Comic books 16 Aug 2010 08:23 am
I liked Life with Archie: The Married Life #1 much more than I thought I would. Last year’s promotional coup by Archie Publications — showing Archie’s life if he married first Veronica and then, in another possible timeline, Betty — was an interesting experiment, but I was skeptical when the company announced it would continue the story in an ongoing magazine format.
I was wrong. Writer Michael Uslan and penciler Norm Breyfogle did a great job with this first outing, rejoining the future plotline after the nuptials but before little Archie Jrs. show up. While the Veronica story is more dramatic, the Betty story has its strong points too.

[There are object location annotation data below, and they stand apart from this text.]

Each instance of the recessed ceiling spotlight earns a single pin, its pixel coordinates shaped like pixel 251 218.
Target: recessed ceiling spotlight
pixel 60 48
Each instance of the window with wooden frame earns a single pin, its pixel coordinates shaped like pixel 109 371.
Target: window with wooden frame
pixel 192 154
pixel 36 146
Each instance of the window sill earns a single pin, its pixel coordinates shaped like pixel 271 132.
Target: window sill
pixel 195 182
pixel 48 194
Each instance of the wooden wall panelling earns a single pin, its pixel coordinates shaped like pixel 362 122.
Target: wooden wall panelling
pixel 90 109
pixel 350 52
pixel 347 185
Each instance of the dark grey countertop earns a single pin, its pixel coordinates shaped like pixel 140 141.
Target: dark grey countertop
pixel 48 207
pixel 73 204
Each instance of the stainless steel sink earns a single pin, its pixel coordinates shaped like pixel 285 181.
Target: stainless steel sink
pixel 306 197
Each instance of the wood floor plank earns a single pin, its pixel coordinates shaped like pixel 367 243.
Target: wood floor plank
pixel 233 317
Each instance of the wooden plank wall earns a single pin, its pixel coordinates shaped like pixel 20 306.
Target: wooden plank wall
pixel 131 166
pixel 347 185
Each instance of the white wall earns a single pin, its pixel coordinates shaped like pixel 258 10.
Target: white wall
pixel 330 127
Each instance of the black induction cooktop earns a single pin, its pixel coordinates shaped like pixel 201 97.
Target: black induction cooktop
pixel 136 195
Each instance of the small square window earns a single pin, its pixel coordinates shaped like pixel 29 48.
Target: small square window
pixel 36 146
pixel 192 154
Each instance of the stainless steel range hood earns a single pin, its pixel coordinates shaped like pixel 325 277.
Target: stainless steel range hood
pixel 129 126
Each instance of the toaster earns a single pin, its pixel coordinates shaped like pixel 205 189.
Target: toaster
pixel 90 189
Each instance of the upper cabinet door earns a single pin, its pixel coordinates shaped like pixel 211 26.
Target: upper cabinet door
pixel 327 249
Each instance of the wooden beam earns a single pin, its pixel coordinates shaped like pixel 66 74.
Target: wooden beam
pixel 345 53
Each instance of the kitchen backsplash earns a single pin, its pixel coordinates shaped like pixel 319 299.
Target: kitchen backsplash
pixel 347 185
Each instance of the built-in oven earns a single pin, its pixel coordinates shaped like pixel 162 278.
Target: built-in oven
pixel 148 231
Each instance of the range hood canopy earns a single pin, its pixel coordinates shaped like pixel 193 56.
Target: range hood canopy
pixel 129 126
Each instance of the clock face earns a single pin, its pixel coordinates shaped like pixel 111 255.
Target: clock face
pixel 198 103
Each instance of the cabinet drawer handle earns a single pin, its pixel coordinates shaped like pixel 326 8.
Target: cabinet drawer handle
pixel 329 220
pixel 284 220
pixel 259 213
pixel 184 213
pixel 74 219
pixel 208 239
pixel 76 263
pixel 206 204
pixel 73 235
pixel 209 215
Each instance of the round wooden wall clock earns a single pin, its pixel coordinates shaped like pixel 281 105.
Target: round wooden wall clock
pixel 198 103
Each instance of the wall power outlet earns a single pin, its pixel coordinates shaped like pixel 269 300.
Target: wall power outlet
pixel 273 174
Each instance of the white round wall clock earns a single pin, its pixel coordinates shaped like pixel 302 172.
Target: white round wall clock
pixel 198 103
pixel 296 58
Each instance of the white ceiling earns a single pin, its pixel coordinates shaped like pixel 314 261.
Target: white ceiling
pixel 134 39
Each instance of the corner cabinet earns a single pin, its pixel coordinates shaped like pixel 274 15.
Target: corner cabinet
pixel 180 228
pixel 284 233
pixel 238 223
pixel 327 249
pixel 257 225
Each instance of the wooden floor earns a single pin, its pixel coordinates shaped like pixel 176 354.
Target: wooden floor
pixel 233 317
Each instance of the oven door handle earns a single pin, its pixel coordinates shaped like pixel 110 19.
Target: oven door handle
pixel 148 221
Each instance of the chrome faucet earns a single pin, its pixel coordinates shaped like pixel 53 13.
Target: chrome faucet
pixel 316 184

Even in this future story, Uslan knows he can’t tamper too much with Archie himself, so the writer shines the spotlight on supporting characters. I won’t ruin the surprises, but fans of Jughead, Pops, Mr. Weatherbee, Ms. Grundy and especially Moose and Midge will have much to mull over after this first issue. And what exactly is going on with Dilton, anyway?
Personally, I prefer veteran inker Joe Rubinstein’s inks over Breyfogle’s pencils in the first story. Not that inker Andrew Pepoy does anything wrong over Breyfogle in the second story, but he makes everything look too finished and restrained. Rubinstein keeps the spontaneity.
The marketing decision to run this at magazine size is a great way to get the book into venues that don’t normally carry comics. My copy came from Walgreens, but I’ve seen it elsewhere in my small town, including Wal-Mart and Giant Eagle. I can’t say the last time I’ve had the luxury of choice about purchasing a comic book from differing vendors; usually, my comics-buying sorties are 40-mile round trips. More companies should experiment with this model. I know Marvel publishes magazine-sized comics, but they are almost entirely reprints and priced out of the market. At $3.99, Life with Archie: The Married Life is a steal.
I’m less enthused about some of the Teen Beat-ish kinds of articles in the magazine, but those aren’t aimed at my demographic anyway. The book wisely makes the comics the main selling point, and I can see this title appealing not only to Archie enthusiasts and nostalgia seekers, but also to anybody who likes prime-time soap operas a la Desperate Housewives. It’s still recognizably Archie, and still all-ages, but with a layered storytelling approach that makes it work for adults as well as kids. Kudos to Archie Comic Publications for a terrific debut. Coupled with the exposure the company received from the New York Times over the weekend, 2010 could well be the year of Archie. Who’d have thunk it?